Souza, born in Plymouth, Massachusetts, has had his works, or what he refers to as paintings, presented not only through Moody Gallery in Houston, but, “has exhibited extensively both nationally and internationally,” according to moodygallery.com.
The way Souza composes these art pieces is a process. He starts by laying the puzzles out on his studio floor and gets up on a ladder and looks down at them. After he can see clearly, he organizes how he wants them to flow and work together. “Again, much like a painter composing a painting,” Leahy said.
Souza’s exhibition opened July 19 and will be on display until Oct. 18.
The From the Vault exhibition, which is a collaboration with the Art Museum of Southeast Texas in Beaumont, is also currently on display and will be available until Nov. 29.
The From the Vault exhibition is filled with contemporary art from personal collections of artists.
“When you use the word contemporary in art, it simply means living artists,” Leahy said. The exhibit is filled with an assorted collection. “The works are diverse and include drawings, mixed-media collages, paintings, photographs and prints,” according to tylermuseum.org.
Another exhibit being shown in the TMA is the annual Art of Peace. The Art of Peace is a community wide week where they “promote a spirit of creativity, compassion, and community through partnerships, fellowship, dialogue, social action, music, poetry, and art,” according to tylerpeace.com.
The art museum is still focused on its roots by being involved with the schools around Tyler and surrounding counties. For example, they sponsor student artists and work with children in middle school by doing a themed day where art teachers have students represent what the day of the dead means to them, and then the museum displays the artwork.

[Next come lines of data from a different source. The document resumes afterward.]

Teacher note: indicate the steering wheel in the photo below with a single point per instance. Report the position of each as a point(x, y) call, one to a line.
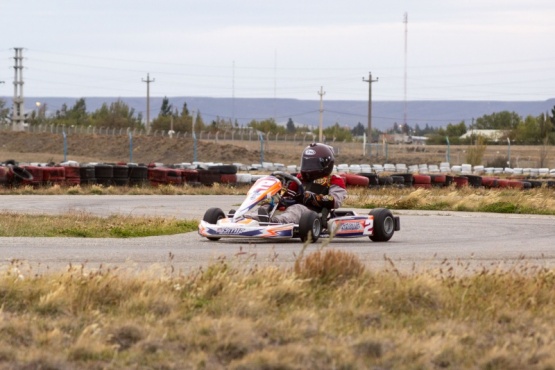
point(286, 179)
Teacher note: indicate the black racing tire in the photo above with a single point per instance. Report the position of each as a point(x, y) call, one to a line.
point(310, 227)
point(121, 171)
point(104, 171)
point(225, 169)
point(138, 172)
point(384, 225)
point(474, 180)
point(212, 215)
point(385, 180)
point(398, 180)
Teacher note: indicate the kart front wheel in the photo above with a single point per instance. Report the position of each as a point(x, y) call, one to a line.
point(384, 225)
point(212, 215)
point(310, 227)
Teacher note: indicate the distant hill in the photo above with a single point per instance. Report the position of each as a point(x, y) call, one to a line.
point(307, 112)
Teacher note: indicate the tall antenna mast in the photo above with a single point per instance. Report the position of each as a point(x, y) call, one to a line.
point(233, 94)
point(148, 82)
point(406, 21)
point(18, 115)
point(275, 83)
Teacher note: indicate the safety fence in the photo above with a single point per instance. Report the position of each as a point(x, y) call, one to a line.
point(72, 174)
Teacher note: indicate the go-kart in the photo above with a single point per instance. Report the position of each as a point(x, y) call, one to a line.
point(273, 192)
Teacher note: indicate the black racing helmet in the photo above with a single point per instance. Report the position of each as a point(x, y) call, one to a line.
point(317, 161)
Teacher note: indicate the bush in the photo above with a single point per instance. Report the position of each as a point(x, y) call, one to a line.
point(328, 267)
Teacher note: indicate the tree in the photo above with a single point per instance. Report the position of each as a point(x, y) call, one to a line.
point(166, 108)
point(117, 115)
point(290, 126)
point(76, 115)
point(504, 120)
point(358, 130)
point(337, 133)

“We send out a call to them to bring their students artwork here and we display it. I think we had 200 students last year,” Leahy said.
After students continue in their academic career and reach senior year of high school, the museum offers them a display opportunity again. For the past 15 years, the museum has offered this opportunity, and last year, they had 20 high schools participate with a total 98 students from nine Texas counties.
“By and large the work is incredible. It shows an enormous amount of creativity and good teachers,” Leahy said.
Almost 50 years ago, the Tyler Service League, who were more well known around Tyler classrooms as the “picture ladies,” started the Tyler Museum of Art,
The picture ladies were a group of women who invested time into the community in the 50s and 60s. They saw a need for an art component in the community. They did many things, but one of the most notable activities they did was bringing posters of art into classrooms to present to children.
After much consideration, the group contacted the president of Tyler Junior College, and they received land on campus to build a museum. They raised money in 1969, and Davis Wilcox, a local architect, built the 15,000 square foot building in 1970. They officially opened in March of 1971 and will celebrate their 50th anniversary this March.
The picture ladies began the TMA for a cause they were passionate about. This cause was something Eleanor Cameron, one of the picture ladies who was active on the museum’s board until last year, kept close to her heart.
“She died at 98, and she was active and moving until the day that she died. She was a phenomenal Texas woman,” Leahy said.
Art can be intimidating to many people, but Leahy believes it is for everyone to look at and interpret, despite their level of knowledge. “One of the things about art is that you don’t need to know anything to come in,” Leahy said.